Note-se que, a denúncia externa não se confunde com a denúncia pública. Esta última reporta a denúncias efetuadas para órgãos de comunicação social ou redes sociais.

Quanto ao modo e como a denúncia é apresentada pode dizer-se que o denunciante tem o poder de optar, desde que, preenchidos os requisitos previstos na lei. Quer isto dizer que os canais não estão hierarquicamente relacionados impondo-se por exemplo a exclusão do canal externo pelo não uso do canal interno em primeira linha. O denunciante pode recorrer a um dos canais ou aos dois em simultâneo desde que verificados os requisitos estabelecidos na lei.

Parece que, a opção do denunciante passará certamente pela motivação e pelas circunstâncias que envolvem a resolução da situação denunciada.

No que respeita a denúncia pública é importante esclarecer que a mesma não está subordinada a denúncia interna ou externa mas está sob condição de existirem «motivos razoáveis» que façam presumir a existência de “perigo iminente” ou “manifesto” para o “interesse público” ou que possam existir “danos irreparáveis”.

A denúncia pública sem que exista motivos para presumir a existência de perigo iminente para o interesse público não encontra proteção na lei, ou seja, o denunciante fica por sua conta e risco.

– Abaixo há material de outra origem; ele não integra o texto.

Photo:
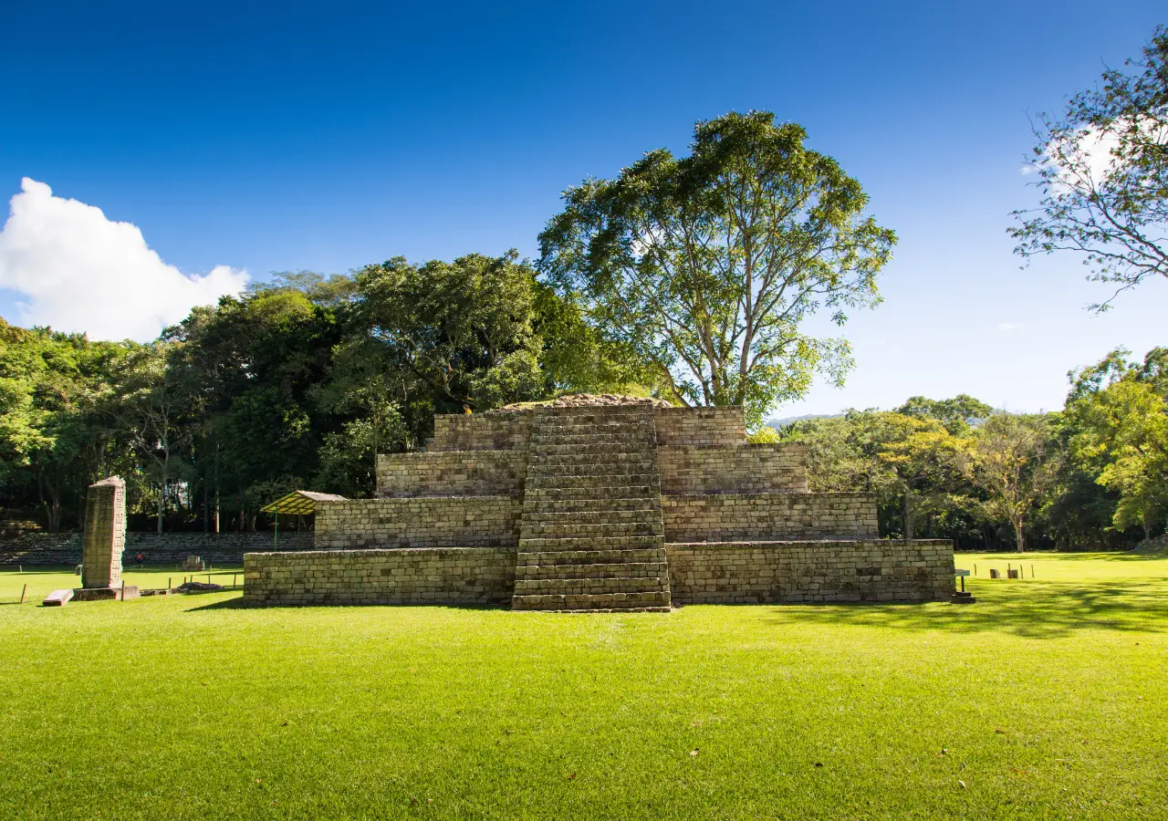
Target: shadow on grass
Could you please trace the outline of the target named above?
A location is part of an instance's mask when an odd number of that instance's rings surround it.
[[[1100,629],[1162,633],[1168,627],[1168,583],[1062,583],[974,591],[972,605],[848,604],[777,610],[781,624],[832,624],[902,631],[1013,633],[1033,639]]]
[[[1011,562],[1014,564],[1040,564],[1042,562],[1147,562],[1168,558],[1162,552],[1135,552],[1133,550],[1114,552],[1083,552],[1083,554],[953,554],[953,558],[960,564],[976,562]]]
[[[215,592],[215,591],[210,591]],[[187,596],[208,596],[209,593],[187,593]],[[279,605],[279,604],[245,604],[243,596],[236,596],[230,599],[222,599],[220,601],[211,601],[209,604],[199,605],[196,607],[187,607],[185,612],[197,613],[204,610],[308,610],[312,607],[328,607],[329,610],[335,608],[361,608],[361,607],[375,607],[377,610],[384,610],[387,607],[442,607],[443,610],[510,610],[508,605],[487,605],[487,604],[311,604],[311,605]]]

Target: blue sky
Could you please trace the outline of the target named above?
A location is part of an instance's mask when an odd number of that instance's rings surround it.
[[[137,225],[141,241],[123,238],[144,242],[125,252],[142,277],[158,264],[145,246],[186,274],[221,266],[202,290],[159,287],[181,302],[241,270],[534,255],[565,187],[684,152],[696,119],[766,109],[802,124],[901,238],[884,305],[846,327],[848,385],[778,415],[962,391],[1057,408],[1070,368],[1168,342],[1163,283],[1093,316],[1083,306],[1106,294],[1077,259],[1020,270],[1004,232],[1035,199],[1028,112],[1134,56],[1162,4],[244,6],[0,0],[0,197],[30,178]],[[118,248],[91,279],[105,271],[150,314]],[[97,302],[68,280],[88,262],[63,259],[40,315],[65,326]],[[0,315],[28,319],[28,301],[0,291]],[[106,335],[137,333],[106,313]]]

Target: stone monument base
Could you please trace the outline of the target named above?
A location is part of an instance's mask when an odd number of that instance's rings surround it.
[[[137,599],[138,585],[127,584],[124,587],[76,587],[74,601],[109,601],[112,599]]]

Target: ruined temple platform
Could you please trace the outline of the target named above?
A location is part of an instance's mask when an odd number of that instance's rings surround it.
[[[439,416],[377,460],[375,499],[321,502],[315,549],[245,556],[252,604],[947,600],[952,544],[877,534],[876,500],[809,493],[806,451],[741,408],[566,401]]]

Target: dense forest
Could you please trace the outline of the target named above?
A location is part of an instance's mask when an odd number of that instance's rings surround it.
[[[913,397],[751,438],[805,443],[815,490],[877,494],[887,536],[1129,547],[1168,513],[1166,362],[1114,352],[1041,416]],[[5,517],[75,529],[117,473],[135,529],[264,528],[292,488],[369,494],[374,453],[419,447],[434,413],[566,391],[670,392],[514,255],[277,276],[148,345],[0,323]]]
[[[76,528],[118,474],[134,529],[255,529],[293,488],[368,494],[434,413],[652,383],[625,359],[515,255],[277,276],[148,345],[0,320],[5,517]]]
[[[1168,35],[1154,42],[1141,83],[1168,64]],[[1112,352],[1042,416],[912,397],[764,424],[814,378],[842,384],[848,341],[805,320],[842,326],[877,305],[897,242],[805,139],[769,112],[700,121],[691,155],[648,152],[566,190],[535,263],[512,251],[276,274],[150,343],[0,320],[7,527],[77,528],[86,486],[118,474],[134,529],[253,530],[291,489],[369,494],[375,454],[423,446],[436,413],[619,391],[742,405],[756,441],[806,444],[812,489],[875,493],[885,536],[1096,549],[1162,534],[1166,349]],[[1071,214],[1064,195],[1044,201],[1051,220]]]

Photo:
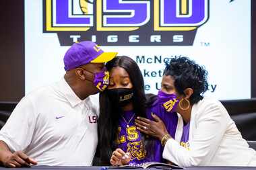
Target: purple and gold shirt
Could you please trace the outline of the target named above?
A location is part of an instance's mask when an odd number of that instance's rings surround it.
[[[181,136],[180,145],[189,150],[189,126],[190,122],[183,126],[183,132]]]
[[[174,138],[178,122],[177,114],[166,112],[162,105],[158,102],[158,99],[154,102],[152,107],[147,108],[147,118],[154,120],[151,116],[152,112],[164,122],[169,134]],[[135,119],[137,117],[135,113],[133,111],[125,112],[119,120],[117,146],[130,153],[131,160],[129,164],[137,165],[149,161],[164,162],[162,158],[164,147],[162,146],[159,140],[151,138],[153,140],[153,146],[150,146],[150,148],[145,147],[145,144],[141,140],[141,134],[137,130],[135,124]]]
[[[141,134],[135,124],[135,114],[133,111],[125,112],[119,120],[117,147],[131,156],[129,164],[141,164],[153,160],[147,160],[147,151],[141,140]]]
[[[154,120],[151,116],[151,113],[154,113],[158,116],[164,123],[166,129],[170,134],[170,135],[174,138],[176,128],[178,124],[178,116],[176,112],[168,112],[166,111],[162,104],[159,102],[158,99],[157,99],[152,104],[150,108],[147,110],[147,117],[150,120]],[[156,162],[164,162],[162,158],[162,152],[164,151],[164,147],[161,144],[161,142],[155,139],[154,141],[154,161]]]

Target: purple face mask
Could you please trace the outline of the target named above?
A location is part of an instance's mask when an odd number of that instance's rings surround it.
[[[92,73],[84,68],[82,69],[94,76],[94,79],[93,81],[90,79],[87,80],[93,82],[95,87],[97,87],[97,89],[98,89],[100,91],[103,91],[106,89],[109,84],[109,72],[106,70],[106,67],[104,67],[101,71],[96,73]]]
[[[109,72],[106,67],[98,73],[94,73],[94,84],[100,91],[103,91],[109,84]]]
[[[160,90],[158,91],[158,99],[167,112],[176,112],[179,101],[175,94],[167,94]]]

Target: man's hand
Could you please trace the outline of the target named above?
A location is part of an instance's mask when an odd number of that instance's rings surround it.
[[[157,138],[161,141],[162,136],[168,134],[166,127],[158,116],[153,113],[151,115],[155,121],[138,117],[135,119],[135,125],[141,132]]]
[[[127,165],[131,161],[131,158],[129,153],[125,153],[122,149],[117,148],[112,153],[110,163],[115,166]]]
[[[7,153],[3,160],[3,164],[6,167],[30,167],[30,165],[36,165],[37,162],[22,151],[16,151]]]

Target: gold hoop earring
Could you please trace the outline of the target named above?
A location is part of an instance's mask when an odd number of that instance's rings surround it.
[[[183,108],[183,107],[181,107],[181,103],[183,101],[186,101],[186,102],[187,103],[187,106],[185,108]],[[189,100],[188,100],[187,99],[185,99],[184,98],[182,98],[181,100],[180,101],[180,102],[179,102],[179,106],[180,107],[180,108],[182,110],[187,110],[189,108],[189,106],[190,106],[190,102],[189,102]]]

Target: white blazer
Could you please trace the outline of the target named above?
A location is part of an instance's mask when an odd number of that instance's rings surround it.
[[[183,120],[179,115],[175,140],[166,142],[164,159],[183,167],[256,166],[255,151],[249,147],[220,101],[204,97],[193,105],[189,150],[179,144],[183,127]]]

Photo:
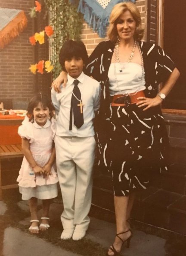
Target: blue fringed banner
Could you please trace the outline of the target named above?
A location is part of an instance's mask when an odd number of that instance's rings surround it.
[[[72,4],[77,4],[77,0],[69,0]],[[78,10],[84,15],[84,18],[100,37],[105,36],[109,18],[114,6],[123,2],[136,0],[80,0]]]

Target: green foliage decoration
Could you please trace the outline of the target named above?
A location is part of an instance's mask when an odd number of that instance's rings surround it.
[[[44,0],[50,15],[50,25],[54,30],[50,37],[51,50],[50,60],[54,66],[53,78],[56,78],[62,70],[59,62],[59,54],[67,40],[80,40],[82,28],[82,15],[68,0]]]

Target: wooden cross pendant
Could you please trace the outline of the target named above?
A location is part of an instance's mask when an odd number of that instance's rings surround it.
[[[80,112],[81,114],[83,114],[83,107],[82,107],[84,106],[84,104],[82,104],[82,101],[81,101],[79,104],[78,104],[78,107],[80,107]]]

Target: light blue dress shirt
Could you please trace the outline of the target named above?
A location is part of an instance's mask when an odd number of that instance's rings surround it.
[[[74,88],[74,78],[67,75],[68,82],[65,88],[61,85],[61,92],[58,93],[53,88],[51,91],[53,103],[58,115],[56,134],[60,136],[90,137],[94,135],[93,120],[95,113],[99,107],[101,86],[96,80],[88,76],[83,72],[76,79],[79,80],[78,86],[81,94],[84,123],[80,128],[74,124],[69,130],[70,111],[71,98]]]

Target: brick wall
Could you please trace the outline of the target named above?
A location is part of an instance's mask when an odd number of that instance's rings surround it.
[[[146,39],[146,36],[147,19],[146,6],[147,2],[147,0],[136,0],[136,4],[141,14],[143,27],[145,29],[144,39]],[[84,22],[81,34],[81,40],[85,44],[88,54],[90,55],[99,43],[108,40],[108,38],[107,37],[100,38],[97,33],[94,32],[93,29],[90,28],[85,22]]]
[[[0,51],[0,99],[27,101],[33,94],[34,76],[28,69],[34,63],[34,47],[28,38],[32,35],[33,20],[28,14],[33,0],[0,0],[0,7],[25,11],[28,24],[19,36]]]
[[[148,0],[147,14],[147,41],[157,42],[157,0]]]

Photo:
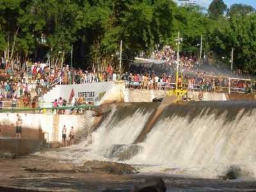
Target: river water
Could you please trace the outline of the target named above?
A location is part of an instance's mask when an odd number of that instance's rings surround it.
[[[154,125],[148,127],[159,107],[157,103],[116,104],[81,143],[35,155],[76,165],[90,160],[127,163],[139,173],[109,176],[102,173],[29,172],[24,180],[31,186],[56,186],[58,190],[67,185],[65,189],[71,191],[83,191],[84,188],[103,191],[108,188],[122,191],[148,177],[161,175],[168,191],[256,189],[255,102],[173,104],[165,108]],[[234,168],[237,179],[218,179]],[[19,184],[20,179],[16,179]]]

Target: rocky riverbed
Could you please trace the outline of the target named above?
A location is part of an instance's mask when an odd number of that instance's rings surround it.
[[[0,159],[0,191],[128,192],[145,179],[156,176],[163,178],[167,191],[256,189],[255,181],[184,178],[170,175],[145,175],[136,172],[128,164],[98,161],[89,161],[81,166],[74,166],[71,162],[42,157]]]

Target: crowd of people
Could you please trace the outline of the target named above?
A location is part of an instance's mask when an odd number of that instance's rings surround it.
[[[175,51],[170,46],[164,46],[161,51],[154,51],[154,59],[163,61],[169,66],[174,68],[177,65],[177,55]],[[181,56],[179,59],[179,64],[183,67],[183,71],[194,70],[196,67],[196,58],[193,56]]]
[[[143,88],[147,90],[173,89],[176,86],[175,76],[161,76],[155,74],[141,74],[126,73],[123,79],[127,81],[126,87],[129,88]],[[179,76],[177,79],[179,88],[186,88],[193,91],[204,92],[228,92],[249,93],[255,89],[255,84],[250,81],[207,76],[205,72],[196,74],[186,74]],[[230,90],[228,90],[228,87]]]
[[[40,62],[27,62],[24,68],[20,68],[19,62],[13,66],[8,62],[1,62],[0,70],[0,108],[3,102],[12,102],[15,108],[19,100],[23,107],[36,108],[40,97],[56,84],[69,84],[124,80],[127,87],[167,90],[175,86],[177,56],[170,46],[164,46],[161,51],[154,52],[154,60],[161,63],[132,63],[126,72],[120,74],[114,71],[109,65],[106,71],[98,72],[70,67],[51,66]],[[254,88],[254,83],[232,79],[227,77],[216,77],[196,70],[198,65],[193,57],[181,56],[180,66],[182,66],[182,76],[179,83],[191,90],[204,87],[205,91],[221,91],[224,88],[232,87],[232,91],[249,92]],[[180,75],[180,72],[179,74]],[[212,75],[212,74],[211,74]],[[182,83],[181,83],[182,82]],[[221,90],[222,88],[222,90]],[[226,90],[225,90],[226,91]],[[57,99],[53,101],[54,107],[65,106],[67,104],[79,106],[83,102],[79,98],[70,100]],[[62,113],[61,111],[58,113]]]

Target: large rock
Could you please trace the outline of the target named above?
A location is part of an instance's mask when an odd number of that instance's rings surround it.
[[[81,170],[91,169],[93,172],[100,170],[109,174],[129,174],[135,171],[134,168],[128,164],[100,161],[86,161],[79,168]]]
[[[0,159],[15,159],[15,158],[16,158],[15,154],[0,152]]]
[[[166,188],[163,179],[152,178],[146,179],[142,184],[134,186],[132,192],[166,192]]]
[[[138,145],[114,145],[108,150],[105,157],[123,161],[131,159],[141,150],[142,147]]]

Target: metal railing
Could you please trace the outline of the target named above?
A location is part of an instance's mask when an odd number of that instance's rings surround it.
[[[77,104],[72,106],[67,104],[65,106],[54,107],[52,103],[47,102],[36,102],[34,106],[32,106],[32,102],[27,102],[25,104],[20,104],[23,102],[15,102],[12,101],[1,101],[0,102],[0,113],[16,113],[16,112],[33,112],[33,113],[44,113],[50,111],[53,113],[54,111],[64,111],[70,109],[72,111],[77,110],[83,112],[84,109],[92,109],[93,106],[86,104]]]
[[[198,84],[188,84],[183,83],[182,87],[191,91],[200,91],[203,90],[208,92],[221,92],[221,93],[245,93],[248,92],[246,88],[240,88],[232,87],[230,84],[228,86],[213,86],[213,85],[205,85],[204,84],[203,88],[202,85]],[[146,89],[146,90],[173,90],[176,86],[176,84],[173,83],[162,83],[162,82],[134,82],[126,81],[126,88],[134,89]]]

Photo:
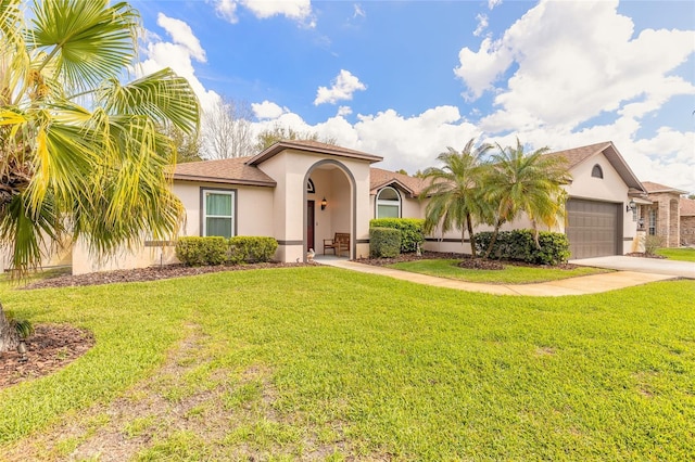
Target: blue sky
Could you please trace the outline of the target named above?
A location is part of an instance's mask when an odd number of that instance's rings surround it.
[[[611,140],[637,177],[695,192],[695,2],[131,1],[144,72],[204,107],[248,102],[409,172],[470,138]]]

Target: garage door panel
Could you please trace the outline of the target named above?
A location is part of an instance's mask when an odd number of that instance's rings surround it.
[[[616,255],[620,204],[570,198],[567,202],[567,238],[571,258]]]

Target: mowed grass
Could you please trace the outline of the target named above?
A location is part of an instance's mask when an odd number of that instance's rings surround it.
[[[669,260],[695,261],[695,248],[659,248],[657,255],[661,255]]]
[[[459,268],[457,259],[430,259],[417,261],[404,261],[390,265],[390,268],[438,278],[459,279],[468,282],[488,284],[530,284],[560,279],[577,278],[580,275],[597,274],[607,270],[599,268],[581,267],[571,270],[557,268],[532,268],[514,265],[505,265],[503,270],[479,270]]]
[[[695,459],[695,281],[533,298],[296,268],[0,296],[97,338],[0,392],[0,454],[85,414],[99,434],[89,407],[137,400],[193,329],[187,372],[151,388],[201,398],[188,426],[123,424],[136,460]]]

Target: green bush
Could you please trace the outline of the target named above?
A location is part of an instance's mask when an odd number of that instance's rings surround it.
[[[371,258],[393,258],[401,254],[401,231],[393,228],[369,228]]]
[[[476,251],[483,255],[492,240],[491,231],[476,234]],[[567,235],[559,232],[541,231],[538,248],[533,241],[532,230],[502,231],[497,235],[490,258],[500,260],[518,260],[534,265],[558,265],[566,262],[570,256]]]
[[[237,235],[229,240],[229,262],[265,262],[270,261],[278,248],[274,238]]]
[[[369,221],[369,228],[393,228],[401,231],[401,252],[408,254],[417,252],[425,242],[421,218],[377,218]]]
[[[179,238],[176,243],[176,258],[189,267],[222,265],[227,261],[229,244],[225,238]]]

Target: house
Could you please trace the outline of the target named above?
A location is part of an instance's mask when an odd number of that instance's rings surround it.
[[[572,258],[635,251],[640,214],[649,214],[654,197],[647,197],[612,142],[548,155],[561,156],[572,178],[565,187],[565,222],[554,229],[567,233]],[[295,140],[275,143],[255,156],[177,165],[173,190],[187,210],[180,235],[273,236],[279,244],[275,258],[293,262],[304,261],[309,248],[323,254],[324,240],[348,233],[350,258],[366,257],[371,218],[422,218],[427,205],[418,200],[422,179],[374,167],[380,161],[361,151]],[[692,208],[685,211],[692,214]],[[664,213],[657,216],[662,219]],[[504,229],[530,226],[522,217]],[[434,232],[425,249],[468,253],[470,246],[462,244],[460,231]],[[173,242],[147,238],[141,248],[106,261],[96,261],[80,242],[72,247],[76,274],[175,260]]]
[[[641,228],[661,236],[665,247],[695,244],[695,201],[687,191],[644,181],[648,204],[640,206]]]

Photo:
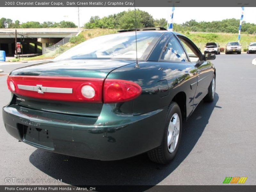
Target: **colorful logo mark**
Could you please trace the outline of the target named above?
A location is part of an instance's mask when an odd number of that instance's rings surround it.
[[[223,181],[223,183],[244,183],[247,177],[226,177]]]

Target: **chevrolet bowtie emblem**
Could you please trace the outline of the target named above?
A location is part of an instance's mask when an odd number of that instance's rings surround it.
[[[36,85],[36,86],[18,85],[18,88],[20,89],[36,91],[39,93],[44,92],[58,93],[72,93],[72,88],[62,88],[60,87],[43,87],[42,85]]]

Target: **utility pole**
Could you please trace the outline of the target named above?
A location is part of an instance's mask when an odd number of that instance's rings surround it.
[[[77,2],[79,2],[79,1],[77,1]],[[80,19],[79,15],[79,5],[77,6],[77,9],[78,9],[78,28],[80,28]]]
[[[16,54],[16,58],[17,58],[18,55],[17,52],[17,29],[15,29],[15,54]]]

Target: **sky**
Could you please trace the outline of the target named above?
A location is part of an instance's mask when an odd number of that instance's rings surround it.
[[[164,18],[170,20],[172,7],[138,7],[148,12],[154,19]],[[134,7],[80,7],[80,26],[88,22],[91,16],[100,18],[117,13]],[[31,12],[32,11],[34,13]],[[245,7],[244,20],[256,24],[256,7]],[[182,24],[194,19],[199,22],[221,20],[235,18],[240,19],[241,7],[175,7],[173,16],[175,23]],[[17,13],[14,14],[14,13]],[[10,18],[21,22],[28,21],[59,22],[71,21],[78,26],[77,8],[76,7],[5,7],[0,8],[0,18]]]

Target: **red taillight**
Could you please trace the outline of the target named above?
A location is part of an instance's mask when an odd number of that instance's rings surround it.
[[[7,84],[9,90],[13,93],[31,97],[102,102],[104,80],[98,78],[11,76],[7,78]],[[14,90],[11,87],[11,82],[14,84]],[[93,94],[91,89],[84,88],[89,86],[93,88]]]
[[[18,95],[70,101],[122,102],[135,99],[142,92],[139,85],[130,81],[106,79],[103,86],[104,81],[99,78],[11,76],[7,84],[10,91]]]
[[[104,103],[116,103],[132,100],[142,91],[140,87],[134,83],[117,79],[106,79],[103,91]]]

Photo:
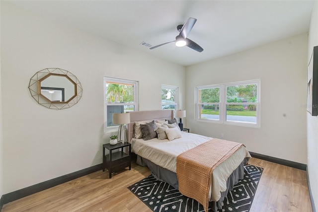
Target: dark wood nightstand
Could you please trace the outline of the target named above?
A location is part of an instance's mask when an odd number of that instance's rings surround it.
[[[128,146],[129,151],[124,152],[124,148]],[[113,150],[121,148],[121,151],[113,152]],[[105,155],[105,149],[109,150],[109,154]],[[129,166],[131,169],[131,144],[128,142],[124,143],[118,142],[116,145],[109,143],[103,144],[103,171],[105,168],[109,171],[109,179],[111,178],[111,174]]]
[[[183,130],[182,130],[182,131],[188,131],[188,133],[190,133],[190,129],[183,128]]]

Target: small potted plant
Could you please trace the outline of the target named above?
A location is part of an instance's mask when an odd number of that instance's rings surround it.
[[[110,137],[109,143],[111,145],[115,145],[117,144],[117,136],[111,136]]]

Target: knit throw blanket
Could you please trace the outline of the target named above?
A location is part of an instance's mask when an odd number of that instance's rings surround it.
[[[180,192],[196,200],[207,212],[213,170],[242,145],[213,139],[178,155],[176,174]]]

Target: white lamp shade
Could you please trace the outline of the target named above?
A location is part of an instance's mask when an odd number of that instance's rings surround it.
[[[185,110],[177,110],[175,115],[177,118],[185,117]]]
[[[113,114],[113,124],[122,125],[130,122],[129,113],[114,113]]]

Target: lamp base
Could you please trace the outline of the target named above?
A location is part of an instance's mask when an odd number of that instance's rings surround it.
[[[182,122],[179,122],[179,127],[180,128],[180,130],[181,130],[181,131],[183,131],[183,123],[182,123]]]
[[[124,143],[127,141],[126,137],[126,132],[124,125],[120,125],[118,128],[118,133],[117,134],[117,141],[118,142],[121,142]]]

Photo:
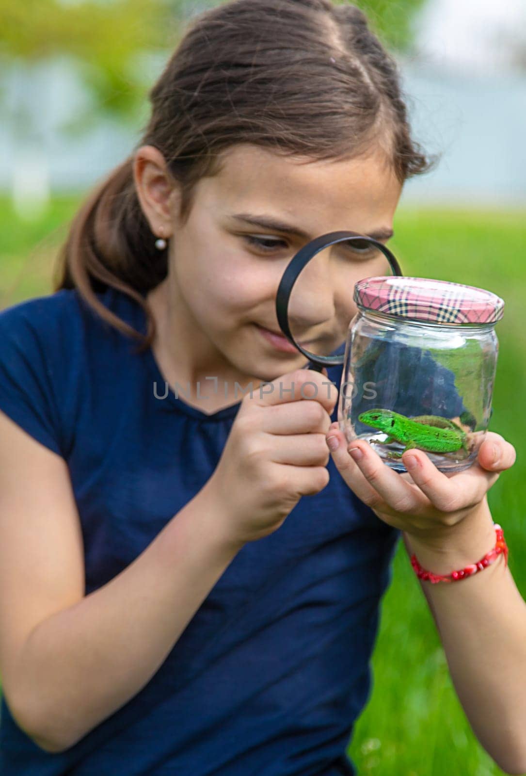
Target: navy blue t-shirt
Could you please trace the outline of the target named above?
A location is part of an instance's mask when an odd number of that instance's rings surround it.
[[[130,297],[113,289],[98,296],[146,331]],[[86,594],[205,485],[240,407],[208,414],[172,389],[158,398],[165,383],[153,352],[136,348],[74,289],[0,313],[0,410],[67,462]],[[338,388],[341,369],[328,369]],[[74,747],[40,749],[2,698],[2,776],[354,774],[344,751],[370,692],[379,604],[400,532],[354,494],[332,459],[328,467],[320,493],[237,554],[145,687]]]

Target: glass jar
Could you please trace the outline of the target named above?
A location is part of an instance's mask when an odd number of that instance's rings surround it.
[[[503,300],[392,275],[359,281],[354,300],[338,404],[348,442],[366,439],[398,472],[415,447],[440,471],[469,468],[491,414]]]

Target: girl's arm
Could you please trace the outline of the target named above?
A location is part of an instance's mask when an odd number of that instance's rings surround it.
[[[407,472],[399,474],[363,439],[348,443],[337,422],[332,437],[339,443],[333,460],[345,482],[403,532],[424,569],[447,574],[495,546],[487,491],[516,457],[500,435],[488,431],[477,462],[450,476],[421,450],[403,454]],[[424,581],[423,588],[475,734],[504,771],[526,773],[526,603],[510,570],[499,557],[462,581]]]
[[[486,498],[465,522],[447,552],[404,532],[406,549],[434,573],[463,568],[495,546]],[[526,603],[504,558],[460,582],[420,584],[475,735],[506,773],[526,773]]]

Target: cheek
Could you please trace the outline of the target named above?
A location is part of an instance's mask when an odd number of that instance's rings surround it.
[[[189,305],[201,320],[219,329],[251,320],[251,313],[268,300],[273,303],[281,275],[268,272],[244,254],[208,252],[186,265],[181,288]]]

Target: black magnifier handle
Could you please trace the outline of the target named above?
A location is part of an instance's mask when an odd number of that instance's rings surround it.
[[[324,248],[329,248],[330,245],[334,245],[336,243],[339,242],[353,242],[358,241],[360,241],[361,242],[367,242],[370,245],[374,245],[377,248],[389,262],[389,266],[393,270],[393,274],[397,275],[403,275],[402,270],[400,269],[400,266],[396,257],[388,248],[382,244],[382,243],[379,242],[377,240],[373,240],[372,237],[368,237],[362,234],[358,234],[357,232],[330,232],[328,234],[322,234],[321,237],[311,240],[310,243],[307,243],[306,245],[304,245],[298,251],[287,265],[286,269],[283,272],[282,279],[279,282],[279,286],[278,286],[275,309],[279,327],[289,341],[292,342],[294,347],[297,348],[300,353],[303,353],[303,355],[306,356],[306,358],[312,362],[313,365],[310,365],[307,368],[312,369],[315,372],[321,372],[324,366],[332,366],[334,364],[343,364],[344,355],[344,354],[341,354],[341,355],[317,355],[314,353],[310,352],[308,350],[305,350],[304,348],[302,348],[302,346],[298,345],[298,343],[295,341],[289,326],[288,316],[289,301],[292,290],[292,286],[298,279],[298,276],[302,269],[303,269],[303,268],[309,263],[311,258],[313,258],[314,256],[320,253],[320,251],[323,251]]]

Já a denúncia anónima como sendo aquela em que o trabalhador denunciante não se identifica, ou seja, com identidade desconhecida, é muito frequente, designadamente, nas organizações/instituições pouco abertas e com grande tendência para a retaliação. Nestes casos, a denúncia anonima tem a vantagem de evitar a retaliação e reduz o sentimento de medo por parte do denunciante mas a desvantagem deste ficar impossibilitado de acompanhar e intervir no processo.

Se por acaso, o denunciante for identificado fica este abrangido pelo regime de proteção de denunciantes.

Aqui chegados, sempre se diria que o whistleblowing não legítima a liberdade de expressão em absoluto, o que deve levar a alguma cautela por parte do denunciante.

Ainda assim, começa-se a assistir uma certa mudança no pacto de silêncio na cultura empresarial.

O sucesso do whistleblowing implica que o dever de denunciar deva prevalecer sobre qualquer outro dever ao abrigo do interesse público observando-se obrigatoriamente o princípio da confidencialidade absoluta e deve o processo ser orientado pelas garantias de segurança jurídica.

Enquanto isso, ao whistleblower resta-lhe a coragem para seguir um caminho solitário rumo ao suicido profissional.